Mapping may help water managers prepare for climate change

Large parts of the arid intermoountain West lose more than half the precipitation that falls to evapotranspiration. Map courtesy USGS.

By Summit Voice

FRISCO — At least 80 percent of the precipitation that falls in the hot and dry American Southwest is lost to evapotranspiration, U.S. Geological Survey scientists said in a new report that will help resource managers plan for the future.

The study, published in the Journal of the American Water Resources, is the first to map average evapotranspiration rates across the continental United States. Knowing those rates is important because ir’s part of the equation for determining the amount of water available for people and ecosystems.

Evapotranspiration is the amount of water lost to the atmosphere from the ground surface.  Much of this loss is the result of the “transpiration” of water by plants, which is the plant equivalent of breathing.

To arrive at their findings, the scientists compared total annual average precipitation with the long-term discharges from 838 watersheds across the U.S. Then they plugged other climate data into the equation to determine the evapotranspiration rates.

“Since evapotranspiration consumes more than half of the precipitation that happens every year, knowing the evapotranspiration rates in different regions of the country is a solid leap forward in enabling water managers and policy makers to know how much water is available for use in their specific region,” said Bill Werkheiser, associate director for water at the USGS. “Just as importantly,” he added, “this knowledge will help them better plan for the water availability challenges that will occur as our climate changes since transpiration rates vary widely depending on factors such as temperature, humidity, precipitation, soil type, and wind.”

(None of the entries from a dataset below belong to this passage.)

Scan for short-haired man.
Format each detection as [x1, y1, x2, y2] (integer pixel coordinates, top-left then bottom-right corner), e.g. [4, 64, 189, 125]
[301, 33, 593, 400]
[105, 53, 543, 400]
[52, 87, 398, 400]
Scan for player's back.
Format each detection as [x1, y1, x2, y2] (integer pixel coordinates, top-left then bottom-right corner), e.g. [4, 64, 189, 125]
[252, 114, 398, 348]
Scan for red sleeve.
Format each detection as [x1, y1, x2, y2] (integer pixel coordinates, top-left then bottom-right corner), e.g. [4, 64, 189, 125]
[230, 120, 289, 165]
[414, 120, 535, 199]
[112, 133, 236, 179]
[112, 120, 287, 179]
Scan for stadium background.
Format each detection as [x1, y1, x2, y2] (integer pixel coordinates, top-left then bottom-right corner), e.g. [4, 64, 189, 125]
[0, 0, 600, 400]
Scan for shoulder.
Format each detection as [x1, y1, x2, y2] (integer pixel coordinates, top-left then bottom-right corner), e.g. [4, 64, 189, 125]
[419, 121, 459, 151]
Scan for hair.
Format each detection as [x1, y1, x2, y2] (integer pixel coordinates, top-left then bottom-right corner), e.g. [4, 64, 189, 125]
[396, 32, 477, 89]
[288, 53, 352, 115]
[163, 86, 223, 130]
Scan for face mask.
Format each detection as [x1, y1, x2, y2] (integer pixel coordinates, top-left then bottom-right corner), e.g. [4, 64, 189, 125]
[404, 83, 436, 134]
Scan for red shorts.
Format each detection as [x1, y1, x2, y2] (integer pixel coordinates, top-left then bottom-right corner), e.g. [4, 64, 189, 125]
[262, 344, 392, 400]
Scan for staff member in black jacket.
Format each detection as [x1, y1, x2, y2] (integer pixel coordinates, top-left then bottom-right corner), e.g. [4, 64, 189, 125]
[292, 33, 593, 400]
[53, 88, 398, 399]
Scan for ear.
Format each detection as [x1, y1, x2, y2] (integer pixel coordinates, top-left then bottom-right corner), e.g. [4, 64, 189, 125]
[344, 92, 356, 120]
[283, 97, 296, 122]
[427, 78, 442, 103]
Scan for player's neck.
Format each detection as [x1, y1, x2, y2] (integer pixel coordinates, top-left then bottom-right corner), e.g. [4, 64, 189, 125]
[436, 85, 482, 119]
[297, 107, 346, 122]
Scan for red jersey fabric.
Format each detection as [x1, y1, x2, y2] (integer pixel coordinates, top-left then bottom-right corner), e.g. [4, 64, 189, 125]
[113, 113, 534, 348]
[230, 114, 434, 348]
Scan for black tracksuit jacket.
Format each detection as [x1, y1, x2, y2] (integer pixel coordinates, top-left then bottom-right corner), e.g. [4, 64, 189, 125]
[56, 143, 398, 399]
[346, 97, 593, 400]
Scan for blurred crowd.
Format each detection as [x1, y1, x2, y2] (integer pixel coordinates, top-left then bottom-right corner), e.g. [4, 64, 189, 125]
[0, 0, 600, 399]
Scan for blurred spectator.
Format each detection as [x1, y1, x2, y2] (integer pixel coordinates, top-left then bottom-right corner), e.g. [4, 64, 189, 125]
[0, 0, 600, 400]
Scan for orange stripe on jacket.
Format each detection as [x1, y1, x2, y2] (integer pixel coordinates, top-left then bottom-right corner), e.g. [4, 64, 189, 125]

“The map of the long-term average annual evapotranspiration rates for different areas should be immensely helpful for ensuring the long-term, sustainable use of water in different regions, especially since forecasted climate change will, in many places, change the amount of precipitation and evapotranspiration that occurs,” Sanford said. “This tool, for example, allows water managers to quantify surface water runoff to reservoirs or water recharge to aquifers. It will also enable natural resource planners to understand the water needed for healthy-functioning ecosystems.”

One interesting finding illustrated in the maps is that in certain regions of the United States, such as the High Plains and the Central Valley of California, evapotranspiration exceeds the amount of precipitation because water is imported from other regions.  The map also shows that the Pacific Northwest has many areas with low evapotranspiration to precipitation rates because of the area’s very high rainfall and low-to-moderate temperatures.  In contrast, counties in the arid Southwest have evapotranspiration rates that usually exceed 80 percent of precipitation.